So, mich gibt es auch noch - diesmal hinke ich ja wirklich hinterher - aber macht nichts, eine muss ja die Letzte sein... Aber es liegt keineswegs am Buch, dass zieht mich immer wieder in seinen Bann...
Ich bin froh, dass wir nun die "Gründe für die Degradierung" wissen - ich hatte ja immer befürchtet, dass es mit Heddas Diebstählen (bei aller Sympathie für Hedda - das kann doch nicht gutgehen!!!) zu tun haben könnte... Aber sehr bitter für Adelheid - und einfach ungerecht, dass Budde nichts passiert... Mir hat gut gefallen (im Sinn von sehr interessant), wie Adelheid die fehlenden 3,60 Mark gleich in Lebensmittel umsetzt, so habe ich einen Überblick über die damaligen Preise bekommen - und Viktor zahlt für eine Zeitung 50 Pfennig, wohl eine Wochenzeitung?
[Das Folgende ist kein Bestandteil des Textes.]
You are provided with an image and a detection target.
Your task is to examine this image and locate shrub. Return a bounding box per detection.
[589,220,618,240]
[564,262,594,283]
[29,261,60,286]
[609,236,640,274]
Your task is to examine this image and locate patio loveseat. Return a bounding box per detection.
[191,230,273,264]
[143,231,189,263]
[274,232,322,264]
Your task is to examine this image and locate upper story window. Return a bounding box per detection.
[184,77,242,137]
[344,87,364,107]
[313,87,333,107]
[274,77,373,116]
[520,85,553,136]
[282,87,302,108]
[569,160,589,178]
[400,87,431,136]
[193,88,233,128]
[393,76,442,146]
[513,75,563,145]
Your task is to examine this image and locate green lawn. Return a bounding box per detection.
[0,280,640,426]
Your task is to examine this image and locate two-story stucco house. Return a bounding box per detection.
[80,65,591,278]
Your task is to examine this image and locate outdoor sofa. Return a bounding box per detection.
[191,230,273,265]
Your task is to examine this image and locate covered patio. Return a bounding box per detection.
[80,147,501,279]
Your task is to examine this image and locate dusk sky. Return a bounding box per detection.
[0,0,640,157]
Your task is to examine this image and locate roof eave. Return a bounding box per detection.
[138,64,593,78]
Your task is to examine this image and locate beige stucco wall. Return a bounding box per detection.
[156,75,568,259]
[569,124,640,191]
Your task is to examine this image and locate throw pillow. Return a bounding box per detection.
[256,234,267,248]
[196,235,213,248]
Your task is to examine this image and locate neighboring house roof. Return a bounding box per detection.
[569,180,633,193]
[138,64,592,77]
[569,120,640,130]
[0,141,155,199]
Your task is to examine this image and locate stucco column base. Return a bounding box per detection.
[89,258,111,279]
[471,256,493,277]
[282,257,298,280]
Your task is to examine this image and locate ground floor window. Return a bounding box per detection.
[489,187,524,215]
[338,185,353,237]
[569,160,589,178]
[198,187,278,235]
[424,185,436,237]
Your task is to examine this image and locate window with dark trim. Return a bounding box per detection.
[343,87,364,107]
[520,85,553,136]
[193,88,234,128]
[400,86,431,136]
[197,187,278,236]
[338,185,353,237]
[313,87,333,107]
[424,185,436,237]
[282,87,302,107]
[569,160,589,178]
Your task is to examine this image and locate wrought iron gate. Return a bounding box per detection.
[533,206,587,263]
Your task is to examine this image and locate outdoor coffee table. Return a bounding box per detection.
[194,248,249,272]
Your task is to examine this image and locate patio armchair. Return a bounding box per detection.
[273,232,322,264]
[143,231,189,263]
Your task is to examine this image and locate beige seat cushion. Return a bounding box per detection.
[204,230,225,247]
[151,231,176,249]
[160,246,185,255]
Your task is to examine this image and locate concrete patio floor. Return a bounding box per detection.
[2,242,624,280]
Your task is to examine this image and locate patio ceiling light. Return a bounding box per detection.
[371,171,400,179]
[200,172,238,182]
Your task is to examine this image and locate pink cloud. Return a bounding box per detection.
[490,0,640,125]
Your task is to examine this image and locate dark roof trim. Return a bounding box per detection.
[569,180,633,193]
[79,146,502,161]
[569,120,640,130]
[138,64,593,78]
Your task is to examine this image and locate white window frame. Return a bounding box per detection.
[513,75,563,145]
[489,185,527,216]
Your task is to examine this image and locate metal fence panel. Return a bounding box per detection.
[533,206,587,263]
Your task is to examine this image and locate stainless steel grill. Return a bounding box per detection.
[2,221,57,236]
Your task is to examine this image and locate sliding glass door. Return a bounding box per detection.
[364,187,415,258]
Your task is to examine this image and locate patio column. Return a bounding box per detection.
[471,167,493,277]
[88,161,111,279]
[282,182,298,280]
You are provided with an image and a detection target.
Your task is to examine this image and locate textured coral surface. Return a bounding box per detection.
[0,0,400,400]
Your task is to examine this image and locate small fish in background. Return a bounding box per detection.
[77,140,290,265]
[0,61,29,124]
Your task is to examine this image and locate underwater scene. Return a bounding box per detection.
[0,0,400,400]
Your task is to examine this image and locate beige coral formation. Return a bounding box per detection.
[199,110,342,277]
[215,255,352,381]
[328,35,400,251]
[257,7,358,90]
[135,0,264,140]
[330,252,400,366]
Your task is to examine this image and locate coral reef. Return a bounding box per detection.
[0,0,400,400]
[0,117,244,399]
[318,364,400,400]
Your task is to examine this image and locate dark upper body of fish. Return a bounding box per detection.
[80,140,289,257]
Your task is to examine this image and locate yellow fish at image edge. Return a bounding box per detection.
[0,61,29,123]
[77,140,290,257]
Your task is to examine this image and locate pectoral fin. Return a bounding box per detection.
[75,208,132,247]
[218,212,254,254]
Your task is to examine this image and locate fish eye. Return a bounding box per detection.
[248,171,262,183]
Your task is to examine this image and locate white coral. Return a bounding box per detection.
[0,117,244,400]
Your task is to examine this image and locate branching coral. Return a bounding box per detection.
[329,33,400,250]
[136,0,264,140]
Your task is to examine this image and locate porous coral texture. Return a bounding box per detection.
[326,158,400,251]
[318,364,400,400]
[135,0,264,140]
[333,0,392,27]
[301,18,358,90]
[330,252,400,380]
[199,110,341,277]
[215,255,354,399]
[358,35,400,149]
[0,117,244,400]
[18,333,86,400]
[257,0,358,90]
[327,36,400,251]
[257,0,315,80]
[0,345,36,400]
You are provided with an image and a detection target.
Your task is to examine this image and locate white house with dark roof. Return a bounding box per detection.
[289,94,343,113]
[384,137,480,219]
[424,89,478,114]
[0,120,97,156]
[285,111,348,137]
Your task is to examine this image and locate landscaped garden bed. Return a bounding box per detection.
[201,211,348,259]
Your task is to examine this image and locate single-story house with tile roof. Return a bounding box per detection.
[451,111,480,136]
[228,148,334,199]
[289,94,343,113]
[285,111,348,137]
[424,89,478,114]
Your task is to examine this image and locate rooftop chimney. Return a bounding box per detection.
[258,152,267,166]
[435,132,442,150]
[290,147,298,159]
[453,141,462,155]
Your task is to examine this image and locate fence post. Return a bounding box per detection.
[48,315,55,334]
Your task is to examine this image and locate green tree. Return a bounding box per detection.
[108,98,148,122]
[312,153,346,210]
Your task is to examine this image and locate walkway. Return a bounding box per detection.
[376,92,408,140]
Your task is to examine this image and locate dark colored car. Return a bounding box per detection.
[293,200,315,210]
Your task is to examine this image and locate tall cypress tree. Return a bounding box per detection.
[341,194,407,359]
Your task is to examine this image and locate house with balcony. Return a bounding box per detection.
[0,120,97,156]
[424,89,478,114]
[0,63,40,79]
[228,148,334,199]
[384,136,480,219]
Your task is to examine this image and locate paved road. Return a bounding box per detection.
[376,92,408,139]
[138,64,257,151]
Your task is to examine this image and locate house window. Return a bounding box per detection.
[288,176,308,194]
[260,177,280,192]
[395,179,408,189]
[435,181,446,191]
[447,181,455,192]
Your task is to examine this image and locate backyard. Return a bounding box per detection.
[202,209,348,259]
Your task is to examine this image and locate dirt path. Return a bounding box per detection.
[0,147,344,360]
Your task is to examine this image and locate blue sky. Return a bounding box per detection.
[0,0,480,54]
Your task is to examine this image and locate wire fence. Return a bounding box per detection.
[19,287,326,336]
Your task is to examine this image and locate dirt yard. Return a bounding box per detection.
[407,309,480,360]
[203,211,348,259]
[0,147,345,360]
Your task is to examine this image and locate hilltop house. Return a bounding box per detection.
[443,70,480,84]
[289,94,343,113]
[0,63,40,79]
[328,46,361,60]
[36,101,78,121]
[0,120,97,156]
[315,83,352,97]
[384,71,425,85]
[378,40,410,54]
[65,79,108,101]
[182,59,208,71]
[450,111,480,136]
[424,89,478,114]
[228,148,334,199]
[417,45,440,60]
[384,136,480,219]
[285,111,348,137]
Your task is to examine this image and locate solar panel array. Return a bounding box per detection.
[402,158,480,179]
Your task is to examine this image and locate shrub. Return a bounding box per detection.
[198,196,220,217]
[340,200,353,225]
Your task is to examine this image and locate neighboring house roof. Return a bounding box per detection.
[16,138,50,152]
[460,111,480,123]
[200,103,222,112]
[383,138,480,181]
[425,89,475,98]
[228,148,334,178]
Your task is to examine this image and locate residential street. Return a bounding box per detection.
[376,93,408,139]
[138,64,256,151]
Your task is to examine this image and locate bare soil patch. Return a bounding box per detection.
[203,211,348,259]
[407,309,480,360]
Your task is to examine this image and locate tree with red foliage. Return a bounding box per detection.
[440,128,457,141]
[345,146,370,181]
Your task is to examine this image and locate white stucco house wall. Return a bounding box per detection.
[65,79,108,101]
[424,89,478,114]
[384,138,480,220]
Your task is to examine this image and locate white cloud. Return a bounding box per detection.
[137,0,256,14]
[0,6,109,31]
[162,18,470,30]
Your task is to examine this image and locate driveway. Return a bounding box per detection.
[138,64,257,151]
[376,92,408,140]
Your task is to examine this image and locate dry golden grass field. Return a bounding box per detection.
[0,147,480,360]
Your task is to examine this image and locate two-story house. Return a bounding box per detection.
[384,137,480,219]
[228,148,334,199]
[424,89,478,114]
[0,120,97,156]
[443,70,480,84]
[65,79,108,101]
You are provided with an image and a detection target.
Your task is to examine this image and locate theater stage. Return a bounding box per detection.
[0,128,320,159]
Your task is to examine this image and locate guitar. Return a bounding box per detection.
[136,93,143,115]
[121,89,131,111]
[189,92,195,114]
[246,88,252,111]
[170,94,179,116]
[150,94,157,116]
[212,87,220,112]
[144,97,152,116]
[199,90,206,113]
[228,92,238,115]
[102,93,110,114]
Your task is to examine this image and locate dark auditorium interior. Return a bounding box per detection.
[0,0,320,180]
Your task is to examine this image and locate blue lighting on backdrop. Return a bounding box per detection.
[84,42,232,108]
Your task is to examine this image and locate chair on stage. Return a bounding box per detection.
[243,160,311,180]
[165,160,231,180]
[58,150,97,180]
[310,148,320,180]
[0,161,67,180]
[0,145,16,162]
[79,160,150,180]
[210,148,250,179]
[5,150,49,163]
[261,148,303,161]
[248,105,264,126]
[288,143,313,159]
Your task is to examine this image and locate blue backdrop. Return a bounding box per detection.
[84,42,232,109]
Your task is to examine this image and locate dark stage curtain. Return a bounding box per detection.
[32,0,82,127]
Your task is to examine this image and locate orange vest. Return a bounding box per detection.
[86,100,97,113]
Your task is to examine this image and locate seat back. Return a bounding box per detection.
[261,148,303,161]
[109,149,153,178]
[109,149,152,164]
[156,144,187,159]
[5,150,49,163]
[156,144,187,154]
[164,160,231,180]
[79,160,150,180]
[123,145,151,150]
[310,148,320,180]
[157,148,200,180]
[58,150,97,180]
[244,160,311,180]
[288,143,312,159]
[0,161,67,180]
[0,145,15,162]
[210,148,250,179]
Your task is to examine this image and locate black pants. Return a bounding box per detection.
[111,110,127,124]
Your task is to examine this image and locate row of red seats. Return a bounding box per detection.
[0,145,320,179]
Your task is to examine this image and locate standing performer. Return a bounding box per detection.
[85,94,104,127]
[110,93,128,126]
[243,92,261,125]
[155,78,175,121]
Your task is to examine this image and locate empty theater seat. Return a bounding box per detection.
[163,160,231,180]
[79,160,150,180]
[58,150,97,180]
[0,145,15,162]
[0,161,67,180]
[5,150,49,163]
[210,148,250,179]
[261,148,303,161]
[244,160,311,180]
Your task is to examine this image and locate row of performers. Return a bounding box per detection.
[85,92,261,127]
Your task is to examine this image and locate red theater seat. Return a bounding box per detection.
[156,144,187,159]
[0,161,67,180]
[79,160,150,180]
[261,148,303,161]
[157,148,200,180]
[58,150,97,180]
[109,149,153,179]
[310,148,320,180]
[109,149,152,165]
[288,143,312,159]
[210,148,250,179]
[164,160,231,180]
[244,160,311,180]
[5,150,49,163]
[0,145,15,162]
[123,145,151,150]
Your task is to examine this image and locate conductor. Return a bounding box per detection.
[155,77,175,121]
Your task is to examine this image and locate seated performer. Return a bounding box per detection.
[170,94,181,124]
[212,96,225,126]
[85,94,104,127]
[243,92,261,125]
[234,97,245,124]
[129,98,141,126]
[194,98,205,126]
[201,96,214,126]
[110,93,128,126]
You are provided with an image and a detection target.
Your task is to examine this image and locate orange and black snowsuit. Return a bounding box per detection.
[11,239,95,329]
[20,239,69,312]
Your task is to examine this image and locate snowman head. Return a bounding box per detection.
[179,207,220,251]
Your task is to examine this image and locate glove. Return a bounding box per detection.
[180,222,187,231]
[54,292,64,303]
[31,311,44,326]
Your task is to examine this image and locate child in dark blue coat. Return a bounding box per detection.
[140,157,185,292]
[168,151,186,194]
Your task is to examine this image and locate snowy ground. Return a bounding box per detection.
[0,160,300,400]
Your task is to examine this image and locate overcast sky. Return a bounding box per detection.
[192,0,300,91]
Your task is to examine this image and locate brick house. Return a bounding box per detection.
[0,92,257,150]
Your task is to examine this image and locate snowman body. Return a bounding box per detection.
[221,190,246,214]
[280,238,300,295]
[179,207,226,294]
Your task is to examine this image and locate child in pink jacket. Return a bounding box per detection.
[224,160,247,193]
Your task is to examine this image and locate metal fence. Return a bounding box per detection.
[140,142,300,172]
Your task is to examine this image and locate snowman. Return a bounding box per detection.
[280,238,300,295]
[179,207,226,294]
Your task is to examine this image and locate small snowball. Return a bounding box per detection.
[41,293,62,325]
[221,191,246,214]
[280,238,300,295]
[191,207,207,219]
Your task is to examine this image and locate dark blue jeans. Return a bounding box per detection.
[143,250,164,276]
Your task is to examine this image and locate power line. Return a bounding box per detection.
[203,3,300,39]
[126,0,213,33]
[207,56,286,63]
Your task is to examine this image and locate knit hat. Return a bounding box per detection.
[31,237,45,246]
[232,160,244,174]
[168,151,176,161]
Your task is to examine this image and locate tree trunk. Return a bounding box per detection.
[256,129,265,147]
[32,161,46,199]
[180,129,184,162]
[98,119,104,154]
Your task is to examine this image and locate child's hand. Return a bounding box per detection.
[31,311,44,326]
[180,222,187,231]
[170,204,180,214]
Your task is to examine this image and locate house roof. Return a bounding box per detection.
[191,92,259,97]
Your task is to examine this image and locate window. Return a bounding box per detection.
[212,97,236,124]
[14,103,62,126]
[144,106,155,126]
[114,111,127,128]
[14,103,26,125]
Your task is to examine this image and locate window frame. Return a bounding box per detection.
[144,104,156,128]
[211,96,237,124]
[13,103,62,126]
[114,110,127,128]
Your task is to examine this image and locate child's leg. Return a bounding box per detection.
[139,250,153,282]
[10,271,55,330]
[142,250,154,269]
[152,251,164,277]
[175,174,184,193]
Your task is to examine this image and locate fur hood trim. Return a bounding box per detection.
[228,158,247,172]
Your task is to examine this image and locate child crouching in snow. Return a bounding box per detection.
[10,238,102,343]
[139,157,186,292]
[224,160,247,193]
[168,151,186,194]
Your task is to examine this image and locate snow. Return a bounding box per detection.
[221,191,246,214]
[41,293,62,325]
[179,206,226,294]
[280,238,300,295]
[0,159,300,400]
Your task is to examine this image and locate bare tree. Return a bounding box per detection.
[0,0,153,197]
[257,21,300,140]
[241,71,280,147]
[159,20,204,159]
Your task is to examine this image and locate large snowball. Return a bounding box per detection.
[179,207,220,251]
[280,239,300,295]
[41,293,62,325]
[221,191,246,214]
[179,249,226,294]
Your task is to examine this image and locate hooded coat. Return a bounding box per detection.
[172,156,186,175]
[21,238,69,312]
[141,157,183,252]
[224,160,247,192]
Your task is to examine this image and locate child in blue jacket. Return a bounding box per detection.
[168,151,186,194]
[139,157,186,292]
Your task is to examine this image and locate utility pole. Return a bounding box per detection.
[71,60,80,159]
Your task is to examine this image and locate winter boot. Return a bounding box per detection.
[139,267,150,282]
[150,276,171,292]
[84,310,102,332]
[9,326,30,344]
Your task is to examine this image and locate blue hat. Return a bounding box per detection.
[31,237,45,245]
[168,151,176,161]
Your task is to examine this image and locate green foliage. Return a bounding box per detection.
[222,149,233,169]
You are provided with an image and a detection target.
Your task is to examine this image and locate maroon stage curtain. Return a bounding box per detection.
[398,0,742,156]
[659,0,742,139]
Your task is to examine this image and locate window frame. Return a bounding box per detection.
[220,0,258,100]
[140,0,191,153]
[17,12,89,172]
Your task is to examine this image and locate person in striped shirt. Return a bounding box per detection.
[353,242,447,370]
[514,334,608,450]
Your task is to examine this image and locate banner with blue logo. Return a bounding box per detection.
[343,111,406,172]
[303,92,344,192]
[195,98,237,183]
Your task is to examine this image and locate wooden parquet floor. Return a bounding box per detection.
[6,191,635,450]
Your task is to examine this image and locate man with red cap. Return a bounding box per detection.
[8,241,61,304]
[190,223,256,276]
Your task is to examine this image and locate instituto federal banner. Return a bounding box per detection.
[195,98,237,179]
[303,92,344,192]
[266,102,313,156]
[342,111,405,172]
Insgesamt wird anhand dieses Buches sehr, sehr deutlich, dass das Leben damals kein "Zuckerschlecken" war, zumindest nicht bei der arbeitenden Bevölkerung (ich habe mal vor längerer Zeit ein Buch über Fabrikarbeiterinnen gelesen, die waren ja auch ihrem Vorarbeiter vollkommen hilflos ausgeliefert "Friss oder stirb"). Die Schilderung der Arbeit im Waschhaus fand ich beeindruckend und dachte bei mir: "Und ich stelle einfach die Waschmaschine an..." und Adelheid wünscht sich, dass ihre Mutter dort Arbeit fände...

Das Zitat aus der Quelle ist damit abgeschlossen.